Gaz à effet de serre – réduire les émissions de CO2
La combustion de produits pétroliers libère dans l’atmosphère non seulement des polluants atmosphériques mais aussi des gaz à effet de serre. Les gaz à effet de serre ne sont pas des polluants mais des composants naturels et nécessaires de l’atmosphère. A partir d’une certaine concentration, ils peuvent cependant donner naissance à des problèmes de portée globale.
Le CO2 est le principal gaz à effet de serre. Dû principalement à l’utilisation de vecteurs énergétiques fossiles et au déboisement de grandes superficies, la concentration atmosphérique de CO2 a augmenté d’environ un tiers au cours des derniers 250 ans.

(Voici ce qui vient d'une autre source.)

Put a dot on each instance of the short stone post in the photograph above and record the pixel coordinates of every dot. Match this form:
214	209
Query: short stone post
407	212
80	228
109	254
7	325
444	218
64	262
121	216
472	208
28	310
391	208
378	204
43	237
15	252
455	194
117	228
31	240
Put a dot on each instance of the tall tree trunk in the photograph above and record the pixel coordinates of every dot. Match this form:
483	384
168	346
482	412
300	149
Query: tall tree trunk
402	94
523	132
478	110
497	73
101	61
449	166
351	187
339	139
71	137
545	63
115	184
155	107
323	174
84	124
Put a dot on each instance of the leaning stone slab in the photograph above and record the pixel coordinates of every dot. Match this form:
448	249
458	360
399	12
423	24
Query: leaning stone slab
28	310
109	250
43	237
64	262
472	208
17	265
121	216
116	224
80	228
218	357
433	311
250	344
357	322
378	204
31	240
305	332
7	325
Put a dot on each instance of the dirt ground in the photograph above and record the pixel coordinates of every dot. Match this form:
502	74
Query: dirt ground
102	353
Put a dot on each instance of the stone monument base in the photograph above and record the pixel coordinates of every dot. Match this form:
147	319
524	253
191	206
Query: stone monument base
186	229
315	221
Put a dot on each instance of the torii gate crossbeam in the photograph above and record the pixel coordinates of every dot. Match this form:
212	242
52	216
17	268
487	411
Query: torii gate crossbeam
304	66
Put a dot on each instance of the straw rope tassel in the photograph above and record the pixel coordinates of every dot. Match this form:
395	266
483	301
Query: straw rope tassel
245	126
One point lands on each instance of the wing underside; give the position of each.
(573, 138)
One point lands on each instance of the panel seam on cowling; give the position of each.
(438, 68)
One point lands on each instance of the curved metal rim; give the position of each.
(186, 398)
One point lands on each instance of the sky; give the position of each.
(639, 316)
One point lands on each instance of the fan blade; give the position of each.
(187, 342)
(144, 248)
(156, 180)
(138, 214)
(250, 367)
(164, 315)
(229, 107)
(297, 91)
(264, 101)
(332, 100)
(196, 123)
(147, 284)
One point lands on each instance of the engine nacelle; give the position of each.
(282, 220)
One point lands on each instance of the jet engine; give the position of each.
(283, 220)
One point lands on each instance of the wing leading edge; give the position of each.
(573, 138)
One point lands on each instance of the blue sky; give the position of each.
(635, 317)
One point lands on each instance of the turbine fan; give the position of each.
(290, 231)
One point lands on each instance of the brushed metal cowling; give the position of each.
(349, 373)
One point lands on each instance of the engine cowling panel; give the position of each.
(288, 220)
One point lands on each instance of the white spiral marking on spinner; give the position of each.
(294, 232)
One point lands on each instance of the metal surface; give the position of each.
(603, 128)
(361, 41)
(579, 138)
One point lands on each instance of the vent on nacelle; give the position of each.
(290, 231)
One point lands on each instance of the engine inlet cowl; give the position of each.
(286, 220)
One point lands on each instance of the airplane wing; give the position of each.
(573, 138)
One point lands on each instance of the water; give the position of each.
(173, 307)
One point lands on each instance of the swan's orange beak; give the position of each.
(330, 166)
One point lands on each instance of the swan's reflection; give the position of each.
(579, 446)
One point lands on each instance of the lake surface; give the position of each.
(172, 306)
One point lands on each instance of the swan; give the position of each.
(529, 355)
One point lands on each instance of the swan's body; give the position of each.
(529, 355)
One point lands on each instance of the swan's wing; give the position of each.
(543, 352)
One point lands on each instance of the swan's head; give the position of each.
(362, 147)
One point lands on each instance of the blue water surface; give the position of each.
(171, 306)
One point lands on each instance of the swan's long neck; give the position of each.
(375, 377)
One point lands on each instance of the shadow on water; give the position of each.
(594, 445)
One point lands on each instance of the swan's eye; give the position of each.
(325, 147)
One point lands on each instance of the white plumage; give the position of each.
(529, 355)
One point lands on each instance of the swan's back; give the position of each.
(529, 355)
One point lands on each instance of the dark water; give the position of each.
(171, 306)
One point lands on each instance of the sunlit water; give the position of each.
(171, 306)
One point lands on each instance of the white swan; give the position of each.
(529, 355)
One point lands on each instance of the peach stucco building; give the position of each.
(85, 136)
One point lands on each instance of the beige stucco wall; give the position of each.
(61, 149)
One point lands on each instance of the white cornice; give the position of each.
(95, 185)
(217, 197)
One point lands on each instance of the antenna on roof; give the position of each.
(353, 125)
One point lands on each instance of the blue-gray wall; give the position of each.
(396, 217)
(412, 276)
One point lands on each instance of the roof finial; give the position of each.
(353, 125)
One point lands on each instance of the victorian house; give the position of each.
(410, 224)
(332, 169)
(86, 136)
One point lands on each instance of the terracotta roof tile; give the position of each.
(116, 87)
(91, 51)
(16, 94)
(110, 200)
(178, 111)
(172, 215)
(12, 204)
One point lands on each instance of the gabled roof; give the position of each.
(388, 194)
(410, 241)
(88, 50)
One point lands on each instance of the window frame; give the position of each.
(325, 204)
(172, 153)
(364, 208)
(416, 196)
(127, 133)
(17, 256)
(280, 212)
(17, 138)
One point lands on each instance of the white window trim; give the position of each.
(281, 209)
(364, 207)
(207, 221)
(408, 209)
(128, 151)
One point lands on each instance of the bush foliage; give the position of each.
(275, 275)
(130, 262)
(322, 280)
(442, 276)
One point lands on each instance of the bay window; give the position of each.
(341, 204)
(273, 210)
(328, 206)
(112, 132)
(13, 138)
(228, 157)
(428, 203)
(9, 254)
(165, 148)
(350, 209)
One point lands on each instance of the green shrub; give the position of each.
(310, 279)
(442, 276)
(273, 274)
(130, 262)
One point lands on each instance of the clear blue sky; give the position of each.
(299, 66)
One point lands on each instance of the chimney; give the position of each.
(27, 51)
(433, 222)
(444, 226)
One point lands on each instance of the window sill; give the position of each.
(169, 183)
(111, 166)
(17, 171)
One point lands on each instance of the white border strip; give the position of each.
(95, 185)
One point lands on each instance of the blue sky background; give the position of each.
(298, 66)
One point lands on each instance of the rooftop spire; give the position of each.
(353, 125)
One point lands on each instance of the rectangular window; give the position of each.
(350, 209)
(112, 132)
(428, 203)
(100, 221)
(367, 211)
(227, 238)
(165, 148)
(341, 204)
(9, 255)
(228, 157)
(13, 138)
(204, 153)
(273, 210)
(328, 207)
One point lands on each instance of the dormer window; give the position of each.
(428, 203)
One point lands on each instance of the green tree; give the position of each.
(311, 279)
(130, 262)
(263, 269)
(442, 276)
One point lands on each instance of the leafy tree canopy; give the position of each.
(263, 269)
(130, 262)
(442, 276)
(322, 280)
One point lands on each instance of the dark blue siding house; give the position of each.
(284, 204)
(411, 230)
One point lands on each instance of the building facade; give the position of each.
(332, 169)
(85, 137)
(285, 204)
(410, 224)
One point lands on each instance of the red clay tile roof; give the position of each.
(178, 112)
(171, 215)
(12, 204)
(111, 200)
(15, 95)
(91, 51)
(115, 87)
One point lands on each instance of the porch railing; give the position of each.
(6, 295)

En Suisse, les émissions énergétiques de CO2 s’élèvent à environ 40 millions de tonnes par an. Avec l’entrée en vigueur de la loi sur le CO2 il y a bientôt dix ans et la ratification du Protocole de Kyoto, la Suisse s’est fixé des objectifs climatiques ambitieux. Les émissions de gaz à effet de serre doivent être réduites de dix pour cent par rapport à 1990 d’ici 2012, ce qui équivaut à une réduction annuelle de 4,3 millions de tonnes de CO2. L’objectif sectoriel pour les combustibles est de moins 15 pour cent, celui pour les carburants de moins 8 pour cent. La Confédération mise sur les conventions d’objectifs volontaires avec l’économie ainsi que sur les mesures existantes de politique énergétique et climatique. Comme il se précisait cependant que ces instruments ne suffiraient pas à eux seuls, le Conseil fédéral a décidé d’adopter des mesures supplémentaires.
Le centime climatique sur les carburants est une mesure volontaire de l’industrie pétrolière. Depuis le 1er octobre 2005, une redevance est prélevée à raison de 1,5 centime par litre sur les importations d’essence et d’huile de diesel. La Fondation Centime Climatique a été créée afin d’assurer la gestion de ces revenus annuels d’environ 100 millions de francs. Elle finance des projets de réduction des émissions en Suisse et à l’étranger. Conformément à son accord avec la Confédération, entre 2008 et 2012 la Fondation contribue à l’atteinte des objectifs climatiques suisses avec une réduction totale de 12 millions de tonnes de CO2. En matière d’impact et d’efficience dans l’atteinte de ses objectifs de protection climatique, la Fondation Centime Climatique fait aussi figure d’exemple au niveau international.
Avec pour objectif d’endiguer la consommation de ressources fossiles et d’inciter à l’usage renforcé de vecteurs énergétiques et de technologies moins émetteurs de CO2, la Suisse prélève depuis le 1er janvier 2008 une taxe sur le CO2 appliquée aux combustibles. Pour les années 2008 et 2009, le taux d’imposition en était de 12 francs par tonne de CO2. Entre-temps, il a été augmenté à 36 francs par tonne de CO2. Ainsi, 100 litres de mazout extra-léger se voient par exemple renchéris de 9,55 francs.
A l’origine, la taxe sur le CO2 était conçue comme une pure taxe d’incitation, dont le produit devait être redistribué à la population par le biais des caisses maladie et à l'économie par le biais de l'AVS. Entre-temps, le Parlement a cependant transformé la taxe d’incitation en impôt partiel. Environ 200 millions de francs doivent alimenter chaque année un programme national de rénovation des bâtiments. L’Union Pétrolière s’oppose résolument à cette évolution, car une redevance sur l’énergie ne peut pas raisonnablement poursuivre à la fois des objectifs d’incitation et de financement.
L’efficacité de la taxe sur le CO2 paraît douteuse. Les prix en partie substantiellement plus élevés enregistrés en 2008 pour les carburants et les combustibles n’ont entraîné aucun recul correspondant de la demande chez les consommateurs et les entreprises.